VII. The second paragraph under "What Are the Risks of Investing in the Fund?
Credit Risk" is replaced in its entirety with the following:
Securities rated below investment grade, sometimes called "junk bonds,"
generally have more credit risk than higher-rated securities, and an investment
in the fund will have greater price swings than an investment in a fund
emphasizing higher-rated debt securities. The principal risks of investing in
high yield debt securities include:
Substantial credit risk. High yield debt securities carry a high degree
of credit risk. Companies issuing high yield debt securities are not as
strong financially as those with higher credit ratings, and their ability
to make interest payments or repay principal is less certain. These
companies are more likely to encounter financial difficulties and to be
materially affected by them. They are also more vulnerable to changes in
the economy, such as a recession or a sustained period of rising interest
rates, that could prevent them from making interest and principal payments
in a timely manner.
Defaulted debt securities risk. In some cases, the fund may own
securities where the issuer is not paying or stops paying interest and/or
principal on the securities. Payments on these securities may never
resume. These securities may be worthless, and the fund could lose its
entire investment, which may lower the fund's Net Asset Value. Defaulted
securities tend to lose much of their value before they default, in which
case the fund's Net Asset Value will be adversely affected before the
issuer stops making interest or principal payments.
Volatility risk. The market prices of high yield debt securities
fluctuate more than higher-quality securities and may decline
significantly in periods of general or regional economic difficulty.
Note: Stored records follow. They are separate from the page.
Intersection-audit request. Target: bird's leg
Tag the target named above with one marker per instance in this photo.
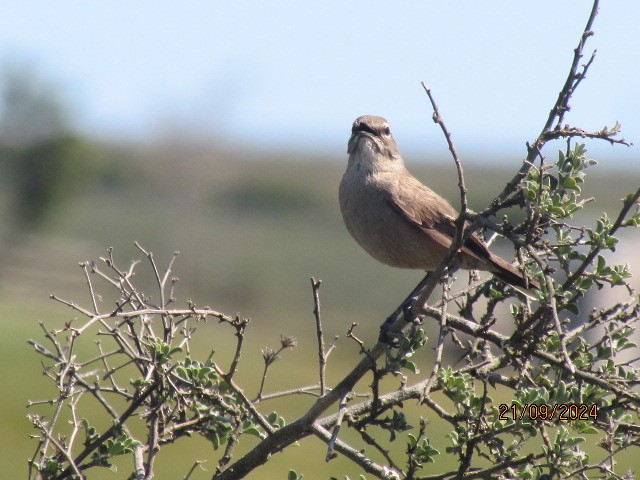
(406, 308)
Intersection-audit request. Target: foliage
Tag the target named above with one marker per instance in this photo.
(569, 376)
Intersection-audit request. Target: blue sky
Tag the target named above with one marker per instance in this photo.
(289, 74)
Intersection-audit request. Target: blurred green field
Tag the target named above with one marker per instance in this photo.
(251, 228)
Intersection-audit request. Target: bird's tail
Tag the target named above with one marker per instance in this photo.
(514, 277)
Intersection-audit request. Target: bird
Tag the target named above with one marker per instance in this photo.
(398, 220)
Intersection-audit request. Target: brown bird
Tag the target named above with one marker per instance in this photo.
(398, 220)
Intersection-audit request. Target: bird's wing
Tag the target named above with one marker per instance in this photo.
(435, 218)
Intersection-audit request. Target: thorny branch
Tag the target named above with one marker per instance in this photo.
(543, 360)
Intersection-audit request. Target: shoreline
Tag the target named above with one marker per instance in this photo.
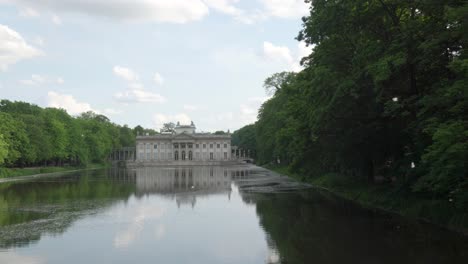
(373, 201)
(52, 173)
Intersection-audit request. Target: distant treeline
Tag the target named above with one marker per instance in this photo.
(383, 94)
(33, 136)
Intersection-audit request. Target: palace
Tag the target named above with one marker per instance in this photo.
(183, 146)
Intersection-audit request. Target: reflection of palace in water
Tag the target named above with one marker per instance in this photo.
(184, 184)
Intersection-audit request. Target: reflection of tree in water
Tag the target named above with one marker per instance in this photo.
(30, 209)
(310, 227)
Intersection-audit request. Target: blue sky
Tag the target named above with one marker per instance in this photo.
(146, 62)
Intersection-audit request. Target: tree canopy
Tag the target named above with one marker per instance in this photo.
(384, 93)
(31, 135)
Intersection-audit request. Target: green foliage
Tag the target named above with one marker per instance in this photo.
(245, 138)
(33, 136)
(385, 87)
(3, 150)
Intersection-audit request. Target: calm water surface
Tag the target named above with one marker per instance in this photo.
(240, 214)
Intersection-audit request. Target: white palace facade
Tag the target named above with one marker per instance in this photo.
(183, 146)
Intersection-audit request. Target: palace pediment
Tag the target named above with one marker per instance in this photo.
(184, 136)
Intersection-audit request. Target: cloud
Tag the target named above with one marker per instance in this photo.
(224, 6)
(160, 119)
(28, 12)
(136, 93)
(277, 53)
(190, 108)
(56, 20)
(283, 55)
(14, 48)
(111, 111)
(286, 8)
(139, 96)
(158, 79)
(67, 102)
(39, 41)
(170, 11)
(125, 73)
(37, 79)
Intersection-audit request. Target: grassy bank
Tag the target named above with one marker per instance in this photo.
(449, 212)
(16, 172)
Prices are especially sensitive to developments affecting the company's
business and business prospects and to changes in the ratings assigned by
ratings organizations such as S&P and Moody's. Prices are often closely
linked with the company's stock prices and typically will rise and fall in
response to business developments, general stock market activity or other
factors that affect stock prices. In addition, the entire high yield
securities market can experience sudden and sharp price swings due to
changes in economic conditions, stock market activity, large sustained
sales by major investors, a high-profile default, or other factors. Price
swings in the high yield securities market can adversely affect the prices
of all high yield securities.
Reduced liquidity risk. The high yield securities market is generally
less liquid than the market for higher-quality bonds, and large purchases
or sales of these securities can cause sudden and substantial changes in
their market prices. Many of these securities do not trade frequently, and
when they do trade their prices may be significantly higher or lower than
expected. In less liquid markets such as this, it is generally more
difficult to sell securities promptly at an acceptable price, which may
limit the fund's ability to sell securities in response to specific
economic events or to meet redemption requests.
The fund relies on Advisers' judgment, analysis and experience in evaluating the
credit and other risks of investing in high yield securities and the high yield
market as a whole. In order for the fund to achieve its investment goal,
Advisers must correctly predict general economic and market trends and evaluate
particular issuers' financial resources, sensitivity to economic conditions and
trends, operating history and quality of management, as well as regulatory and
other matters.
Please keep this supplement for future reference.